Johannesburg - Too much available food - which encourages overeating - is a bigger cause of the obesity epidemic than our sedentary lifestyles, a study has shown.
The study, published in the Bulletin of the World Health Organisation (WHO), looked at the food energy supply and obesity rates in 69 countries and found that, in most countries, the food supply had increased so substantially over the past four decades that this alone could explain the huge rise in people’s weight.
“Oversupply of available calories is a likely driver of overconsumption of those calories and can explain the weight gain,” said lead author Stefanie Vandevijvere from the University of Auckland, New Zealand.
Increasing urbanisation, car dependence and sedentary occupations contributed to the obesity epidemic, she added.
There has been an increasing trend in obesity over the past few decades in South Africans, said Dr Celeste Naudé, a senior researcher and dietitian at Stellenbosch University’s Centre for Evidence-based Health Care.

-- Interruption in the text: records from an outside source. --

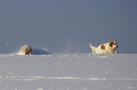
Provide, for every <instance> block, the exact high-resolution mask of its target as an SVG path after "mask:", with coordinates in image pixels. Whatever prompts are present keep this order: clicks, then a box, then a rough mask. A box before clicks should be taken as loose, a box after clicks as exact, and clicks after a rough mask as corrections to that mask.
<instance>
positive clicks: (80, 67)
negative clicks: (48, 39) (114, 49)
mask: <svg viewBox="0 0 137 90" xmlns="http://www.w3.org/2000/svg"><path fill="white" fill-rule="evenodd" d="M0 89H1V90H137V54H117V55H114V54H109V55H95V54H53V55H31V56H23V55H12V54H7V55H3V54H1V55H0Z"/></svg>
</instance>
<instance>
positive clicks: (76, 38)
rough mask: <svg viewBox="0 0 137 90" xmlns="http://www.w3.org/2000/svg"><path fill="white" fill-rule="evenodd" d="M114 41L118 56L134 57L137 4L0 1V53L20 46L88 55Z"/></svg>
mask: <svg viewBox="0 0 137 90" xmlns="http://www.w3.org/2000/svg"><path fill="white" fill-rule="evenodd" d="M111 40H115V41H117V43H118V44H119V48H118V50H119V52H120V53H137V0H1V1H0V53H1V54H5V53H12V52H15V51H16V50H18V49H19V48H20V47H21V46H22V45H24V44H28V45H30V46H34V47H43V48H47V49H48V50H49V51H50V52H51V53H90V52H91V50H90V48H89V43H90V42H91V43H92V44H93V45H94V46H98V45H100V44H102V43H106V42H109V41H111Z"/></svg>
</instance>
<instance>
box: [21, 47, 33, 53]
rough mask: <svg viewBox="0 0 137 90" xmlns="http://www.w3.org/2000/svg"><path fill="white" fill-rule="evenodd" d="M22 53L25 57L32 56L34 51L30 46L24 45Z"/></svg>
mask: <svg viewBox="0 0 137 90" xmlns="http://www.w3.org/2000/svg"><path fill="white" fill-rule="evenodd" d="M21 52H22V54H23V55H31V54H33V51H32V49H31V47H30V46H28V45H24V46H23V47H22V48H21Z"/></svg>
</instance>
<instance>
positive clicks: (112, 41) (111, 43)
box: [109, 40, 118, 48]
mask: <svg viewBox="0 0 137 90" xmlns="http://www.w3.org/2000/svg"><path fill="white" fill-rule="evenodd" d="M109 46H110V47H112V48H118V44H117V42H116V41H113V40H112V41H110V42H109Z"/></svg>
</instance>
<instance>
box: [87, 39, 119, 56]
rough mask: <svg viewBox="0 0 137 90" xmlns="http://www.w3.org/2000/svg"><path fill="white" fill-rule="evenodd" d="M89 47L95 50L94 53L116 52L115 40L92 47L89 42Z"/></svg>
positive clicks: (105, 53) (96, 53)
mask: <svg viewBox="0 0 137 90" xmlns="http://www.w3.org/2000/svg"><path fill="white" fill-rule="evenodd" d="M89 46H90V48H91V49H92V51H93V52H95V53H96V54H113V53H115V54H117V53H118V51H117V48H118V45H117V42H116V41H113V40H112V41H110V42H108V43H105V44H101V45H99V46H98V47H94V46H93V45H92V44H91V43H90V44H89Z"/></svg>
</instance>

“Overweight and obesity now affects a greater proportion of the population than under-nutrition,” she said.
South Africans’ food energy increase rose by 397 kilojoules per person a day (equal to one extra candy bar a day) between 1998 and 2003, according to Vandevijvere’s study. “Much of the increase in available kilojoules over the decades has come from ultra-processed food products, which are highly palatable, relatively inexpensive and widely advertised,” said Vandevijvere.
According to Naudé, there has been an increase in the sales of almost all categories of packaged food in South Africa, including snack bars, ready meals and noodles, as well as street food and fast food.
“Per capita intake of sugar-sweetened beverages is increasing. Compared with a worldwide average of 89 Coca-Cola products per person a year, in 2010 South Africans consumed 254 Coca-Cola products a year,” said Naudé.